2x10 - Au ralenti (14/19) - Vieux

Principalement afin d'augmenter les chances d'arriver à intercepter un évadé avant qu'il ait pu atteindre une zone peuplée, les centres de détention sont placés à l'écart des villes. La forte baisse de population provoquée par la Grande Pandémie a permis d'entièrement repenser la distribution de l'espace, la plupart du temps pour le meilleur. Il fallait bien faire ressortir quelque chose de positif d'une telle vague meurtrière, et le principal avantage de la destruction est de pouvoir reconstruire ensuite. Certaines villes complètement abandonnées, à défaut d'habitants, ont ainsi été reconverties, tantôt en site industriel, tantôt en espace de stockage, tantôt en parc d'attraction, … Et si un usage n'a pas pu être trouvé, alors la nature y a été autorisée à reprendre ses droits. Et dans beaucoup de cas, elle n'avait d'ailleurs pas attendu d'en avoir la permission.

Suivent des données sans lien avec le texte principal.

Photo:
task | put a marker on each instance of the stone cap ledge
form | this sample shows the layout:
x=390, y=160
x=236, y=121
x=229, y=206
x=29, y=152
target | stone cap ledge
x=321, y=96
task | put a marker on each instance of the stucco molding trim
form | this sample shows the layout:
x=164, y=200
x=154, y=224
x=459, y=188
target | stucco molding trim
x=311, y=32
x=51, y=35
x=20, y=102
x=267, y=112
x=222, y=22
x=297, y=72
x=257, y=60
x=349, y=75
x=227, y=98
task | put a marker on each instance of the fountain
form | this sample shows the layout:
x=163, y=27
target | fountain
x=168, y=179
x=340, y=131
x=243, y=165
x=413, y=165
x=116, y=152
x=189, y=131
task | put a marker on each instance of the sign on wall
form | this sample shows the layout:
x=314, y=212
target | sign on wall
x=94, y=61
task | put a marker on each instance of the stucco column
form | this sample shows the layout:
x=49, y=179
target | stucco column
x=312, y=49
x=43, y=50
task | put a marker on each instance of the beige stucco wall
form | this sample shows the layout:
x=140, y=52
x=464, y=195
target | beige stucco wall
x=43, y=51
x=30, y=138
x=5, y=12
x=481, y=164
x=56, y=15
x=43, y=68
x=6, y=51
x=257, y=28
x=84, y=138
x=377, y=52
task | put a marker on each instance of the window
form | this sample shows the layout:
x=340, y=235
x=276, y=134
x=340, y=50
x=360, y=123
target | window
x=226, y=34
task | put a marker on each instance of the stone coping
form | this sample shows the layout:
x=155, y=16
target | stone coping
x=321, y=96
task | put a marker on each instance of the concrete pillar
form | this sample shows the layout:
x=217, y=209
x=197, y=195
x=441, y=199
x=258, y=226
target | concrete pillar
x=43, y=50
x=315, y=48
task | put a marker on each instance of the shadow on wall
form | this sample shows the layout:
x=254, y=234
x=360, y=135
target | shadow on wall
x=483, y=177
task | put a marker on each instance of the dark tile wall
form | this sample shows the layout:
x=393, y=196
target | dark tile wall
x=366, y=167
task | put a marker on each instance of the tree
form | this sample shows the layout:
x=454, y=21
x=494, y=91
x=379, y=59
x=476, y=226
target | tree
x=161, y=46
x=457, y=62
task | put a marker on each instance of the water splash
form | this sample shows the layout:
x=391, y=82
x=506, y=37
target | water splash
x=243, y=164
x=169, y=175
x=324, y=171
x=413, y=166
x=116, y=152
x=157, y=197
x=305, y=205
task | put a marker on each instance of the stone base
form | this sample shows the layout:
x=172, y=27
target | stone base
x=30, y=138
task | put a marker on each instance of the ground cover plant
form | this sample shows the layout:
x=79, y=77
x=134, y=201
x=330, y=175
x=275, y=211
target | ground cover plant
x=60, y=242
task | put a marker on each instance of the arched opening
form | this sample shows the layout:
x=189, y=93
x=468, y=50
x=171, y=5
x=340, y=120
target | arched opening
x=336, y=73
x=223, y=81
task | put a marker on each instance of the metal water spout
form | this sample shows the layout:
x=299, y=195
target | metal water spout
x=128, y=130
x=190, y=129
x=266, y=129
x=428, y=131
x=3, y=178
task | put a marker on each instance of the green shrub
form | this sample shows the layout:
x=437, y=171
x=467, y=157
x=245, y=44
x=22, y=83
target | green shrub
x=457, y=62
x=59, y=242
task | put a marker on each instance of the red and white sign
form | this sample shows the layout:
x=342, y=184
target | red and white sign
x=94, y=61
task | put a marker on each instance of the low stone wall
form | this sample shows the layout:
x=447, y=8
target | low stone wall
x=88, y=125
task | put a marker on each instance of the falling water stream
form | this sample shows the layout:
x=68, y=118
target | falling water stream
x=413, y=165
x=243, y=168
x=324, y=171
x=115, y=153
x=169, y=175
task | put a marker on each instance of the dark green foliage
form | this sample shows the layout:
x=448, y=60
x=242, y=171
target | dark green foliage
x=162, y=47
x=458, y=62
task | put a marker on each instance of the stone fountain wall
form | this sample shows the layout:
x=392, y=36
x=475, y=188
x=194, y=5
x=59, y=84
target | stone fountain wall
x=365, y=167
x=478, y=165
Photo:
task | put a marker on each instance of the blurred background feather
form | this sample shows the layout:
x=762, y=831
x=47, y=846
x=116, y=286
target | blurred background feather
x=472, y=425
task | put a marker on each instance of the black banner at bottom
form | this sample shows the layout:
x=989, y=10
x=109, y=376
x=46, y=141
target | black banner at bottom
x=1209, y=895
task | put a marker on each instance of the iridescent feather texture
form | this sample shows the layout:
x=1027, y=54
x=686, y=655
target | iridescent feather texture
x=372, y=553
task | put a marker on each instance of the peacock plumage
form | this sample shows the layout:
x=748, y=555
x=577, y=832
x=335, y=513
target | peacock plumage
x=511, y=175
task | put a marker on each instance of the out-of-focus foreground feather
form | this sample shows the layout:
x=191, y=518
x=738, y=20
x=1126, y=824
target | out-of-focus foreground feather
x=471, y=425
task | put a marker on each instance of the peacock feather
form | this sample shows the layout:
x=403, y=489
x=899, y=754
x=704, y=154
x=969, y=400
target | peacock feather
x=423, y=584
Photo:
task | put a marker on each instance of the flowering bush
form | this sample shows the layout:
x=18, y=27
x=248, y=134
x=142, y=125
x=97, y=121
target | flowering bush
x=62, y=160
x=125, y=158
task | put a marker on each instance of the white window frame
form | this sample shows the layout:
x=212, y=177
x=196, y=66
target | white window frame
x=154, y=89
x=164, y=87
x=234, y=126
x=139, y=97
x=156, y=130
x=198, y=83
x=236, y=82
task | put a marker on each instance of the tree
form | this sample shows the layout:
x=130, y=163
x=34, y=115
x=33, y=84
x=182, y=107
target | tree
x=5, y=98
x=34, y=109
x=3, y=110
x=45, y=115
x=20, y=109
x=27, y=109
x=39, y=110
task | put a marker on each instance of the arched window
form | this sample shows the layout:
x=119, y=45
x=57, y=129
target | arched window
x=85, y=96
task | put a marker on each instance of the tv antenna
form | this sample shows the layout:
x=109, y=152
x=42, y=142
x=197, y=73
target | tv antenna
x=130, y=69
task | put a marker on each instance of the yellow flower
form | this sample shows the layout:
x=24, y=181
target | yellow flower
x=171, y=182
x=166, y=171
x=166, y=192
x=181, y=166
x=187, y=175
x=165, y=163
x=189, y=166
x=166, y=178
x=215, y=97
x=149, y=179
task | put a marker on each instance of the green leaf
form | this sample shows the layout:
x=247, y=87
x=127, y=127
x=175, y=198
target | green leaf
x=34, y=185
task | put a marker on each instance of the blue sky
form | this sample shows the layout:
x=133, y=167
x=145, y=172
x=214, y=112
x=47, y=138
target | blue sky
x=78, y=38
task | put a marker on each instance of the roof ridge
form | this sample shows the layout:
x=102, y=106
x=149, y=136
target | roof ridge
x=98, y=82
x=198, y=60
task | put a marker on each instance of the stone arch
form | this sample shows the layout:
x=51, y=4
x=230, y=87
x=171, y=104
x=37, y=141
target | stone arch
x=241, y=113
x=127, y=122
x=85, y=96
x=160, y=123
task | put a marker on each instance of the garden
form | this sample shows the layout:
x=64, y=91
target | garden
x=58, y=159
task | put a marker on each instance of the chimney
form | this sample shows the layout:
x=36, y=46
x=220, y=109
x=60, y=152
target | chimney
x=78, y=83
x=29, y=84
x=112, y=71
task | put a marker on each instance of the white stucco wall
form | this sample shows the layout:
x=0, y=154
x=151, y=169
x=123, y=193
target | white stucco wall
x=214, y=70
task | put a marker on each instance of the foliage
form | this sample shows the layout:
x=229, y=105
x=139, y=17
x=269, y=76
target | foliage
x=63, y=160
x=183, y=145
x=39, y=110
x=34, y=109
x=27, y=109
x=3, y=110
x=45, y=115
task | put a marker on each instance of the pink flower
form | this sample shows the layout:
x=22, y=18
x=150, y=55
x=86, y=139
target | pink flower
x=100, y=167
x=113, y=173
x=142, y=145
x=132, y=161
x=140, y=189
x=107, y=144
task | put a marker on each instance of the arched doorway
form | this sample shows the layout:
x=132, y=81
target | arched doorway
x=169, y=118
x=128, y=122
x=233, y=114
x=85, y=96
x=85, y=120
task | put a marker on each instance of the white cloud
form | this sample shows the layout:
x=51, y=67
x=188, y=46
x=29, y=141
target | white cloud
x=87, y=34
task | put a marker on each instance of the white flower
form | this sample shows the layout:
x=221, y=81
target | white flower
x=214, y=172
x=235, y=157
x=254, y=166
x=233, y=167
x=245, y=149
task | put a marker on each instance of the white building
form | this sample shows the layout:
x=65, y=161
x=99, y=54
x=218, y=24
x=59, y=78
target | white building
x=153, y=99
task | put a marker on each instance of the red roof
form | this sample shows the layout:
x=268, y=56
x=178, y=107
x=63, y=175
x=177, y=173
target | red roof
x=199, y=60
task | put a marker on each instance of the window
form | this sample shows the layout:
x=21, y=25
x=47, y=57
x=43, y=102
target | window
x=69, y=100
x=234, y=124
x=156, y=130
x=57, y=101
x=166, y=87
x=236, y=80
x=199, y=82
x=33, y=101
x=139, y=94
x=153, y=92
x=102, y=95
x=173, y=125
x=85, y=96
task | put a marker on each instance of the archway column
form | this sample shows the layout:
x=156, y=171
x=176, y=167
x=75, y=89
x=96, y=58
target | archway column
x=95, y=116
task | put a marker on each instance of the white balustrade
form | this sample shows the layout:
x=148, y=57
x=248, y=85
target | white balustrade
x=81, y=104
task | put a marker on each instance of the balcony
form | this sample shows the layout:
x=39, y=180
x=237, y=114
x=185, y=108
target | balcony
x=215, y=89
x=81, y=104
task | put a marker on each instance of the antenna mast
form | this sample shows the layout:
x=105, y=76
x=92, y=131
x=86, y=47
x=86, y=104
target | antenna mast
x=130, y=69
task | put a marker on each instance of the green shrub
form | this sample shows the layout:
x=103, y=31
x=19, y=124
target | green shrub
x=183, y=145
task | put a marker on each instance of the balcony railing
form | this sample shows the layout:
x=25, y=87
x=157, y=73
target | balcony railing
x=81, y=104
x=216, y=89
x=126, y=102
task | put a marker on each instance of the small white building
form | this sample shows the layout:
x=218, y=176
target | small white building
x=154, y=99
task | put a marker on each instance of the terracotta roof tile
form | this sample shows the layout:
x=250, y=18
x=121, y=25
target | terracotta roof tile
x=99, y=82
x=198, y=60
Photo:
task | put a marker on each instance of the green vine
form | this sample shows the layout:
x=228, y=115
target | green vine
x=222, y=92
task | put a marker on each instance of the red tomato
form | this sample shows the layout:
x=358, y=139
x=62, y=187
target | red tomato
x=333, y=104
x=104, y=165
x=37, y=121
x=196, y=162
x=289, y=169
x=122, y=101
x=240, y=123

Crest Hill comportait déjà une prison avant cette époque, cependant. La seule différence aujourd'hui, c'est que l'endroit est entièrement dédié au centre pénitentiaire. Il y a des points de contrôle sur toutes les routes qui y mènent, et des barrières font le tour du périmètre entre chacun de ces postes. Parfois, des gardes y patrouillent, avec ou sans chien, et parfois des drones, avec ou sans pilote au bout de leur connexion. Il faut être un criminel violent pour être envoyé ici, quelqu'un de certifié dangereux, et jugé comportementalement irrécupérable. Là où une autre époque vous aurait condamné à mort, celle-ci vous enferme dans ce type de complexe sans grand espoir d'en sortir un jour. La peine capitale existe toujours, mais elle est réservée à un degré de danger plus grand encore, des criminels non seulement brutaux mais irrationnels, même en se basant sur une morale viciée.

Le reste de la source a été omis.